With considerable improvement in survival over past decades and corresponding decrease in morbidity [30], identification of prognostic markers should help us in further improving patient outcomes. However, our study did not find any significant association between these markers and overall survival and, although the survival was better with low NLR and high LMR for all cutoffs, it did not reach statistical significance. One of the reasons for this may be that, although, individually, this test may not be predictive of survival, a combination of two or more of these variables may be a better marker to assess prognosis. The systemic immune-inflammation index (SII), calculated with lymphocyte, neutrophil, and platelet counts, has been shown to be an independent negative predictor of disease-free survival in resectable PDAC [31] as well as OS when evaluated as a continuous variable rather than preoperative value in patients given neoadjuvant chemotherapy [32]. It has also been shown to be better than neutrophil-to-lymphocyte ratio (NLR) or the platelet-to-lymphocyte ratio (PLR) for prediction of OS in patients with resectable PDAC [33]. Also, as inflammatory markers are dynamic, they may change during the treatment course. Thus, instead of assessing these variables at a point in time, looking at change of values over the course of treatment might be a better way of utilizing their potential. This may be of significance as neoadjuvant approach is being increasingly used to treat borderline resectable pancreatic cancers. Glazer et al. in their study of BRPCs did not find NLR value alone (pre- and post-chemo) as predictive of survival, but an increase in values over course of chemotherapy to be associated with poor survival post-resection [28].

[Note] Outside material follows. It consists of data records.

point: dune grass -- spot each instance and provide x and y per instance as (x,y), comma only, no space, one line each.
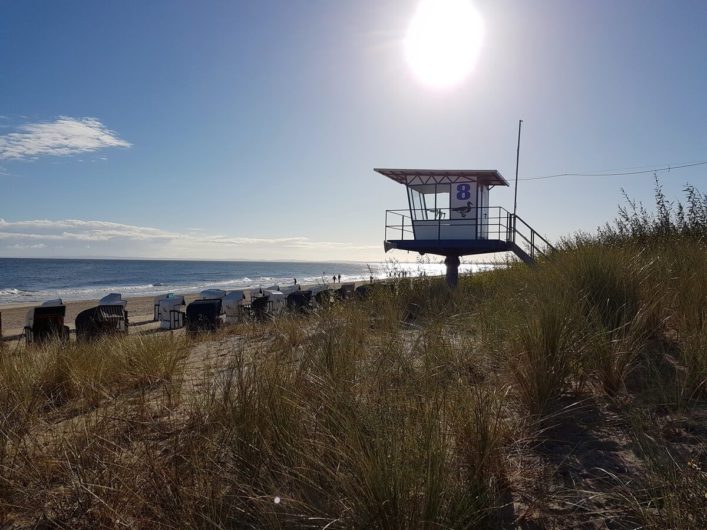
(548,396)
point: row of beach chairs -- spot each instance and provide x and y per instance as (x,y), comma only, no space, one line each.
(210,311)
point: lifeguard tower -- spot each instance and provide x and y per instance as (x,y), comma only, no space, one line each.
(449,215)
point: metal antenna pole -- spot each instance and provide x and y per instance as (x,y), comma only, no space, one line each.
(515,196)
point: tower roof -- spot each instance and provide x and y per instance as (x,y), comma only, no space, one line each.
(444,176)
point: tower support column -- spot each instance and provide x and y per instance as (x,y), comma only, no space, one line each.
(452,263)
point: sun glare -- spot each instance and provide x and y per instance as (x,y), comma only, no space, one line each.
(443,41)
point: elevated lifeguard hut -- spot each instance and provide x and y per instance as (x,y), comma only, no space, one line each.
(449,215)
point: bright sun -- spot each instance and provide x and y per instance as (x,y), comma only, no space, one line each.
(443,41)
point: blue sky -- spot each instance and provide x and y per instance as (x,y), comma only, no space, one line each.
(250,129)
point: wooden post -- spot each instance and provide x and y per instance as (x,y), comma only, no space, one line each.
(452,263)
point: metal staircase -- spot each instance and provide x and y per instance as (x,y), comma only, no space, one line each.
(525,242)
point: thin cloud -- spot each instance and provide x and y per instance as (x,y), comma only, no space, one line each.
(103,231)
(62,137)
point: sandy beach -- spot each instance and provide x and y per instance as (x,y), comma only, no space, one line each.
(140,309)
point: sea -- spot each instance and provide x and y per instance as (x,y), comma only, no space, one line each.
(28,280)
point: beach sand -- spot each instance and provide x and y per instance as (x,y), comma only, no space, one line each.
(140,309)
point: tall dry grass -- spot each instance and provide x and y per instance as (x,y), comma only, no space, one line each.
(397,411)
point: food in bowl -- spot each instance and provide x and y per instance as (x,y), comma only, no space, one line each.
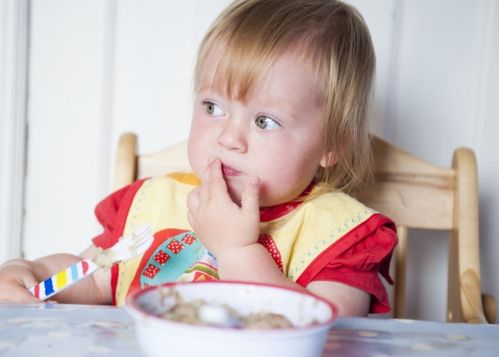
(200,312)
(310,317)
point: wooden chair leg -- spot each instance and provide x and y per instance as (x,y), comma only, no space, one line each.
(489,307)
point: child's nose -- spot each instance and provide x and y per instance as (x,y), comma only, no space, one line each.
(233,136)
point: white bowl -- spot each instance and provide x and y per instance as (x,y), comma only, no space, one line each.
(311,316)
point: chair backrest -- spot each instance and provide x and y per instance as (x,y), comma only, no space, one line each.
(413,192)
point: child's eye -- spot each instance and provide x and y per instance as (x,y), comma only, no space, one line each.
(213,109)
(265,122)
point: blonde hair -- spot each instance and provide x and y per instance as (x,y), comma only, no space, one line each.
(334,40)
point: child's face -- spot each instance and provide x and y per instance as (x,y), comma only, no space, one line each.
(274,134)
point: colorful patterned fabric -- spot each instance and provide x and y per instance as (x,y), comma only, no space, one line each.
(305,238)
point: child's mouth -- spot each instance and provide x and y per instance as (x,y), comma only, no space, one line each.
(229,171)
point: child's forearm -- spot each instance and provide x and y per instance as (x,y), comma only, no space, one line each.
(252,263)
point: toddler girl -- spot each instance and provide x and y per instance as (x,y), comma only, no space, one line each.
(278,143)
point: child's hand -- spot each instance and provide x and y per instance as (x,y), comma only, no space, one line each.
(219,222)
(16,278)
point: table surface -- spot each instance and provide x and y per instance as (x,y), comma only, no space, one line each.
(83,330)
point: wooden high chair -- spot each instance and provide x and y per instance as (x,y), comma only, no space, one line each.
(414,193)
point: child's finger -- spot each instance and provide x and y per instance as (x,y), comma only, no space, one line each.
(193,200)
(250,197)
(216,183)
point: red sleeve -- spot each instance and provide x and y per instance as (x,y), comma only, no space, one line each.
(359,259)
(112,212)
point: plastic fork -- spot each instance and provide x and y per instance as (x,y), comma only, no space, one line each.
(127,247)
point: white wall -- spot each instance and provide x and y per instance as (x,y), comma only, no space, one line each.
(98,68)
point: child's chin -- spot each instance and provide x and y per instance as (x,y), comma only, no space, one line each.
(235,196)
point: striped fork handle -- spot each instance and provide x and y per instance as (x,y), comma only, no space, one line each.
(64,279)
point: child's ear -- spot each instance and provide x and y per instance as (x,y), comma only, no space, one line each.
(328,159)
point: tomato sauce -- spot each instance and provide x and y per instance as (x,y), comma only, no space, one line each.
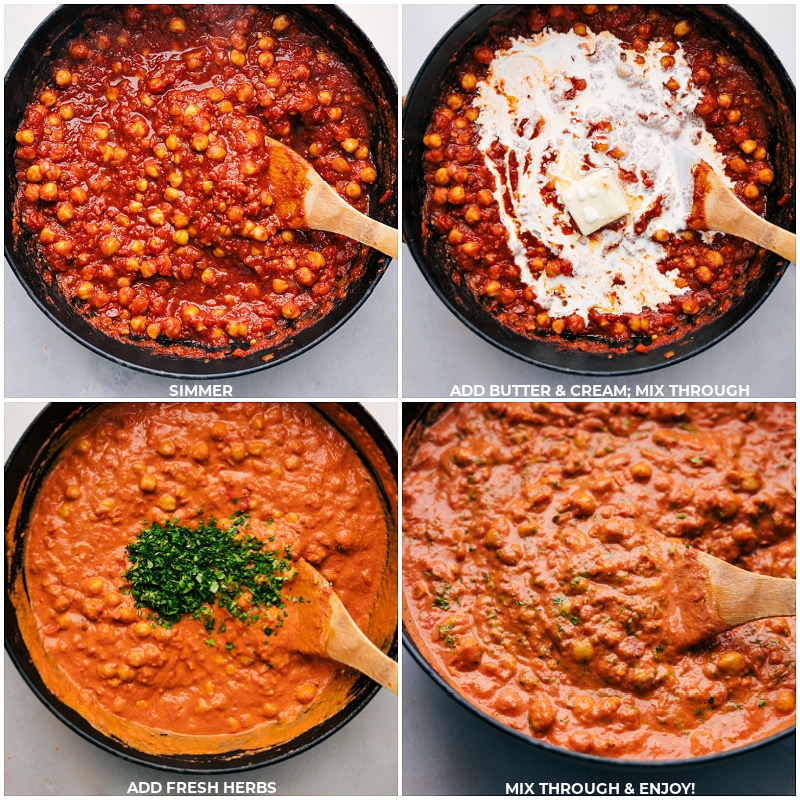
(461,212)
(142,166)
(546,547)
(125,467)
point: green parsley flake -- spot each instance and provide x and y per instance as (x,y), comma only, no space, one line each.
(177,570)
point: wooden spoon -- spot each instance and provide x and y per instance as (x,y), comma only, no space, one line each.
(720,210)
(303,200)
(713,596)
(326,629)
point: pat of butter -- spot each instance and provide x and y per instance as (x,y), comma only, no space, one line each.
(595,201)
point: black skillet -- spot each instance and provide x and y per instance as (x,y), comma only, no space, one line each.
(416,418)
(31,68)
(27,466)
(429,253)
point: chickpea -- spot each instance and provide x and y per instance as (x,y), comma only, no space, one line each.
(541,712)
(732,663)
(109,245)
(142,629)
(785,701)
(682,28)
(65,213)
(281,23)
(690,306)
(199,142)
(765,175)
(704,275)
(167,502)
(156,216)
(34,173)
(148,482)
(641,471)
(748,146)
(456,195)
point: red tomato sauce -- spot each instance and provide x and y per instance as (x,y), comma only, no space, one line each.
(460,211)
(302,485)
(141,169)
(545,548)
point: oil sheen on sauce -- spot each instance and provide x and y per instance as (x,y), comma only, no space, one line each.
(543,548)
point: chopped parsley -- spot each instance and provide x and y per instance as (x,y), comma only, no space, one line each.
(177,570)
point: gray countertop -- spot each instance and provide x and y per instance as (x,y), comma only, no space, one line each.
(448,750)
(45,757)
(357,360)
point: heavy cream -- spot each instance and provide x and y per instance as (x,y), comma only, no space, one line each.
(563,105)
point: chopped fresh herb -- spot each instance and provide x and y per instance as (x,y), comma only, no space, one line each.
(177,570)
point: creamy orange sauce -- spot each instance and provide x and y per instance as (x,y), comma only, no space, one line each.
(301,483)
(547,575)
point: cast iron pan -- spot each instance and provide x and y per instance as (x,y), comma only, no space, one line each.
(26,467)
(429,253)
(31,68)
(417,417)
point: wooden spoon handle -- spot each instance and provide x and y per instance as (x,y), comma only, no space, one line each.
(724,212)
(348,644)
(755,229)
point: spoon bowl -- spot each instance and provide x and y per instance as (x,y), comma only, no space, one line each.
(302,199)
(325,628)
(718,209)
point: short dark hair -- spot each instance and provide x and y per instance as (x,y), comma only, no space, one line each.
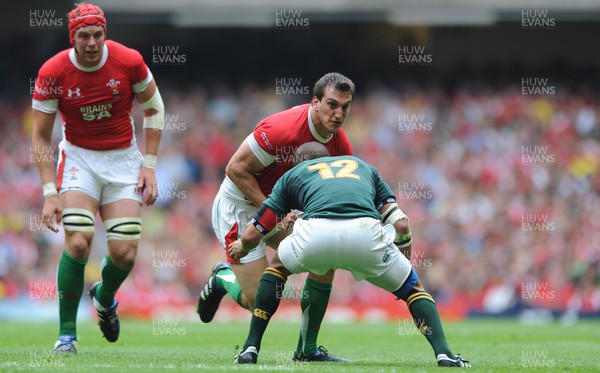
(335,80)
(310,150)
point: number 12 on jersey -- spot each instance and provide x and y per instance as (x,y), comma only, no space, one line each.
(347,167)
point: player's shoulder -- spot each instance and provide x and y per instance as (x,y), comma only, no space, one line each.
(123,54)
(285,117)
(56,64)
(282,127)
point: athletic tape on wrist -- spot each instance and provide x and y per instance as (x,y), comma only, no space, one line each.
(49,190)
(150,161)
(156,121)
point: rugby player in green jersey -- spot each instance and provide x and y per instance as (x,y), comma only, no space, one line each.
(344,202)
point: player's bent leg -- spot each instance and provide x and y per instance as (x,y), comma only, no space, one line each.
(123,229)
(78,223)
(233,279)
(248,275)
(427,319)
(317,291)
(272,283)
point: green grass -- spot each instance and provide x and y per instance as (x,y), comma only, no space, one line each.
(178,346)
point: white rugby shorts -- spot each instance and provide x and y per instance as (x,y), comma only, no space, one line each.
(229,218)
(106,176)
(362,246)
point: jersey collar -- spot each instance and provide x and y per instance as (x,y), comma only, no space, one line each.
(89,69)
(314,132)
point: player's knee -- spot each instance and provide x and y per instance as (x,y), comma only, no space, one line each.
(123,229)
(124,256)
(78,220)
(327,278)
(78,246)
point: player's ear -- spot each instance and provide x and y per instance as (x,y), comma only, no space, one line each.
(316,102)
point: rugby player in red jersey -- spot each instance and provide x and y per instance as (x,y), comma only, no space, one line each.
(100,168)
(264,156)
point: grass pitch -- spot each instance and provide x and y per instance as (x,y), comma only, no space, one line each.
(173,345)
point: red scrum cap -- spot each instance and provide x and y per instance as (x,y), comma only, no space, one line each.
(85,15)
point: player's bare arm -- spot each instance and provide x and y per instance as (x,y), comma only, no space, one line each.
(148,100)
(251,235)
(44,160)
(241,170)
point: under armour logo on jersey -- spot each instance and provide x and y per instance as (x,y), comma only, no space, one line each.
(113,84)
(76,92)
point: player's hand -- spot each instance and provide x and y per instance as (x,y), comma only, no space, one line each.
(52,212)
(287,223)
(147,183)
(235,250)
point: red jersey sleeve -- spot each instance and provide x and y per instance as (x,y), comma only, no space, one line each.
(47,84)
(139,72)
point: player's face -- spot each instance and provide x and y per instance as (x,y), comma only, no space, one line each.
(331,110)
(89,44)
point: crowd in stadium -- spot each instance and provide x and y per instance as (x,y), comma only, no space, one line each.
(501,189)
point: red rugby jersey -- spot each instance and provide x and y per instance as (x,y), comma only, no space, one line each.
(95,103)
(280,134)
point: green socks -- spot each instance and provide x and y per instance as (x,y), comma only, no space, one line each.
(426,317)
(69,283)
(267,301)
(112,278)
(314,304)
(226,279)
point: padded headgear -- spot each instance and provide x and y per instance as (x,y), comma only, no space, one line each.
(83,16)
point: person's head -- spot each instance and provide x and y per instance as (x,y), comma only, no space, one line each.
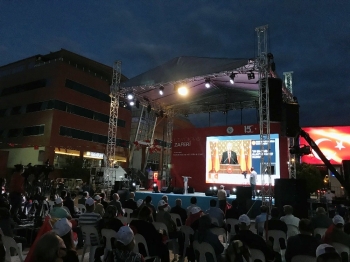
(63,194)
(90,205)
(320,211)
(288,210)
(145,213)
(116,197)
(63,228)
(193,200)
(244,222)
(102,195)
(165,198)
(58,202)
(338,221)
(178,202)
(305,227)
(327,253)
(97,199)
(148,199)
(49,248)
(275,212)
(111,212)
(125,239)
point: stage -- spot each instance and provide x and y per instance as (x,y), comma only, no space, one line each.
(203,201)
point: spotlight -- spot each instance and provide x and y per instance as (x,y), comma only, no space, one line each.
(130,96)
(182,90)
(207,83)
(232,78)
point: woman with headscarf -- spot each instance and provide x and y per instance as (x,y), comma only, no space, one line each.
(203,234)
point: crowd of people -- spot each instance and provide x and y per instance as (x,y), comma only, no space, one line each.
(61,234)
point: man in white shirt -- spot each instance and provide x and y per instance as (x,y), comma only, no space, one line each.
(253,181)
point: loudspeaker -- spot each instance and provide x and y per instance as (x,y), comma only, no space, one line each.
(243,193)
(190,190)
(292,192)
(275,98)
(290,119)
(178,190)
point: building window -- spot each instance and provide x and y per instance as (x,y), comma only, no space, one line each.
(23,87)
(33,130)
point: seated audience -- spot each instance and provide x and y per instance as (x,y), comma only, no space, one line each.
(261,219)
(275,223)
(327,253)
(216,212)
(125,243)
(154,240)
(288,218)
(335,233)
(321,220)
(203,234)
(177,209)
(58,211)
(302,244)
(98,206)
(50,248)
(131,203)
(115,202)
(252,240)
(63,229)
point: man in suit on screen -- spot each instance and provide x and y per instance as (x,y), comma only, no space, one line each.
(229,156)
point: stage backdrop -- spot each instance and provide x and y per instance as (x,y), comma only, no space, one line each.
(334,143)
(202,154)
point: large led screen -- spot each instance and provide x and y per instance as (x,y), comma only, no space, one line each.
(229,158)
(334,142)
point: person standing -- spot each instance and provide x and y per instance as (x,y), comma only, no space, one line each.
(253,181)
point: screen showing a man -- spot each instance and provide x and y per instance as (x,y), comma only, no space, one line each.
(229,156)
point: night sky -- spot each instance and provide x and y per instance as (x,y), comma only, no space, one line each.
(311,38)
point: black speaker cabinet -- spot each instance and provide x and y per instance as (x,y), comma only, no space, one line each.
(292,192)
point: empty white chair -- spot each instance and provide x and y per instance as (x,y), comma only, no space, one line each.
(139,239)
(128,211)
(109,234)
(82,208)
(202,249)
(256,254)
(88,232)
(303,258)
(9,243)
(187,231)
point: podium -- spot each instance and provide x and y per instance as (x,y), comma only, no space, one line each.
(186,184)
(230,169)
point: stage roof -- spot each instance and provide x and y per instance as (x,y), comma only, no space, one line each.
(193,71)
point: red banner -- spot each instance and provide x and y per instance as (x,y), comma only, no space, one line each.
(334,142)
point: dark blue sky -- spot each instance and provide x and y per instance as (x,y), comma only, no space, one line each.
(311,38)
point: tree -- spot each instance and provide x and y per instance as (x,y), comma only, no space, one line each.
(312,176)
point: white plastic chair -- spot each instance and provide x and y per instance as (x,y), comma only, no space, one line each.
(187,231)
(128,211)
(139,239)
(257,254)
(9,243)
(219,231)
(108,234)
(319,231)
(89,231)
(82,208)
(202,249)
(303,258)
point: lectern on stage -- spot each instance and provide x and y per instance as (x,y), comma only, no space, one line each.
(186,184)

The main limitation of our study is its single-center, retrospective design with a relatively small sample size. Larger, multicenter studies will give a better answer to the applicability of these markers. To summarize, although literature is replete with studies that have shown correlation of survival with proinflammatory markers, their applicability is still contentious. Many of the studies had heterogeneous population groups with regards to management (surgical or non-surgical), cutoff value used, the timing of sample collection, presence of associated inflammatory condition, and tumor stage. Thus, there is still an ambiguity involved in using these markers for the purpose of prognostication. Further larger trials using combination of markers measured preoperatively for upfront resectable patients or assessing response of these markers following neoadjuvant treatment for BRPC are needed. Till robust data on their use is available, it may be counterproductive if these markers are used for definitive decision making.

Conclusion

The NLR, PLR, and LMR were not found to correlate with overall survival in operated patients with pancreatic ductal adenocarcinomas in our study. A combination of inflammatory markers or their dynamic testing might probably achieve prognostic significance.